I’ve been so heartened by the way folks have shown up for each other as soon as it became clear that we are all we have when our systems (which function as they were designed) are failing to care for us in the ways they should. And I worry about our ability to sustain our mutual aid networks and also hold our government accountable for not doing the work we are now doing. Right now we are trying to fill in for failed systems and we can’t just be cool with that.
One of the things government can’t and shouldn’t do that I see folks doing for each other is creating space to process, to grieve, to connect, and to celebrate. My women’s circles—Tough & Jolly and Black Women’s Freedom Circle—are meeting twice as often now to hold space for ourselves. Having those opportunities to be in our feelings and hear from each other has been life giving. My friend Mac started what is essentially Sunday church. We check in, and every week a different person leads us in song or reflection or meditation.
The other thing I’m loving is the dance parties. I interviewed my therapist a couple of weeks ago because I wanted to understand trauma more. It was clear to me that everyone of us is experiencing trauma. It may hit differently, but it’s universal. She explained fear cycles and what happens when they get interrupted and where people are getting stuck. She also talked about how we can hack our system to make sure we reset it regularly. One of the things she’s recommending to her clients is that they dance every evening. Celebration lets our system know that we are OK—if we’re dancing, we aren’t in immediate danger. So all those DJs on Instagram are helping us reset our system so we release some of the trauma.
How do you imagine reclamation of our communities, family and friendship in the after times – what some call the new normal – will shift in light of the global pandemic, if at all?

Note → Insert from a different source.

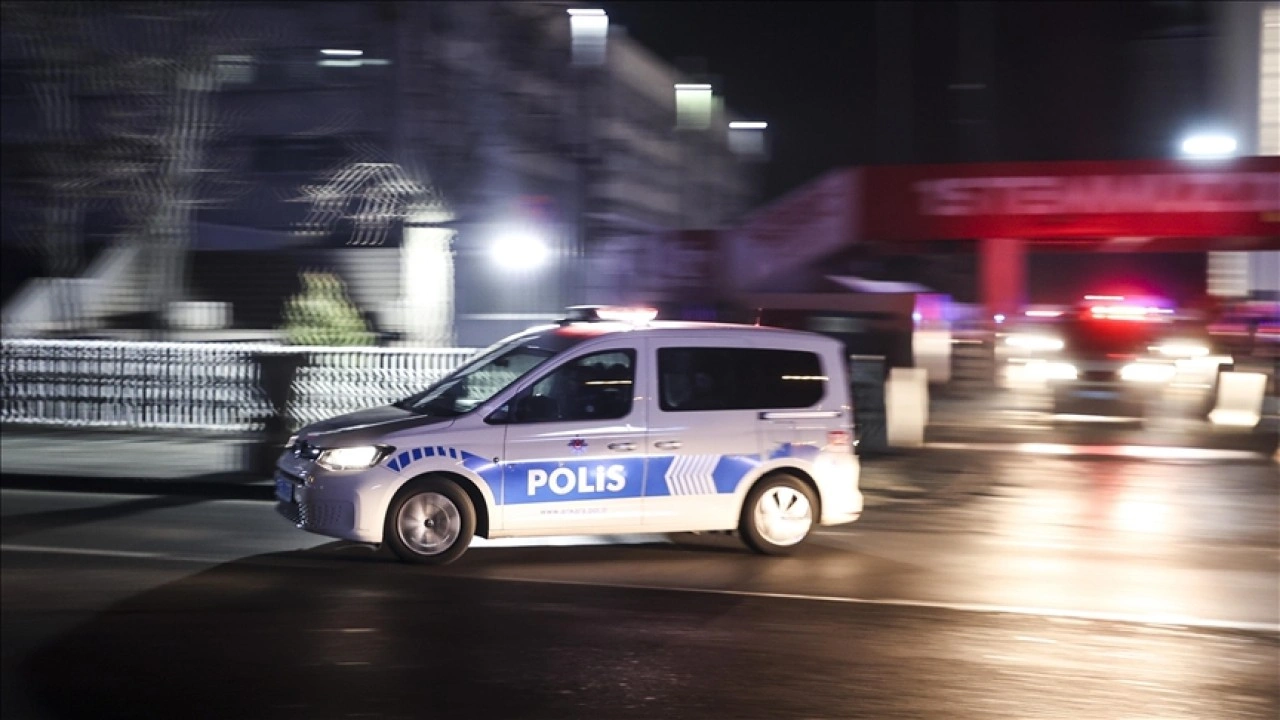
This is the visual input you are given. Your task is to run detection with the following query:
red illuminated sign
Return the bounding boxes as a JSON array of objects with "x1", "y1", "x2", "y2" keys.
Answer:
[{"x1": 858, "y1": 158, "x2": 1280, "y2": 245}]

This is such a hard question. I’ve been sitting with the fact that while the arc of the moral universe may bend toward justice, the arc of the material universe doesn’t care about whose fault it is that we have a global pandemic or that our systems were designed to disadvantage Black and Indigenous people, people with disabilities, queer folks, unhoused people, etc. The virus is not out here trying to eliminate the polluters and oppressors. It is going to kill the people with the least power, the weaker immune systems, the least money and access to health care.

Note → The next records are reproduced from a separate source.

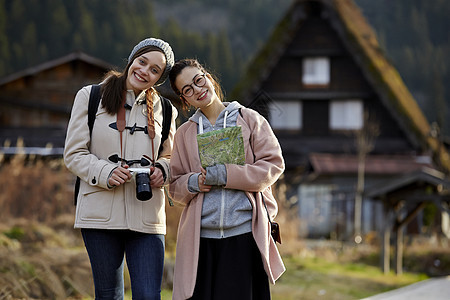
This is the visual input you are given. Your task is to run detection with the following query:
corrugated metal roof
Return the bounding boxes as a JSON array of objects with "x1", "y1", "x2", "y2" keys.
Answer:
[{"x1": 309, "y1": 153, "x2": 432, "y2": 175}]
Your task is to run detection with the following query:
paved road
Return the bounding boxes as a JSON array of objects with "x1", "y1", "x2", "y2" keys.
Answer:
[{"x1": 362, "y1": 276, "x2": 450, "y2": 300}]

So I’m horrified by the thought of what that means for who is getting care now, who will get access to a vaccine when we finally have one and who will be left in a few years when this comes to some kind of conclusion. It feels inadequate to say “we’ve got us,” or “build community” when the forces in power conspire to exploit this moment for profit and continue to leverage their power for their own gain.
This is all on top of the fact that even after they “open up the country,” we are still not going to be able to hug each other, to hold hands, to share meals in each other’s homes, to gather to worship, celebrate, plan, protest, and just be together for a painfully long time. It’s demoralizing and heartbreaking. And at the same time, it’s still absolutely true that we’ve got us. We are already figuring out how to be with each other, support each other, celebrate with each other, feed and nurture each other. And I imagine we will figure out ways to be together that are safe and support our emotional wellbeing—like maybe we’ll have to plan dates, dinner parties, and small gatherings far enough in advance that everyone can quarantine for a few weeks before getting together. (That is not a recommendation.) Maybe we will have to really do the work of dealing with our own wounds and damage and building grown-ass relationships with excellent boundaries and explicit communication and expressed desires and needs so we can cultivate the kind of trust that would be necessary to gather like that.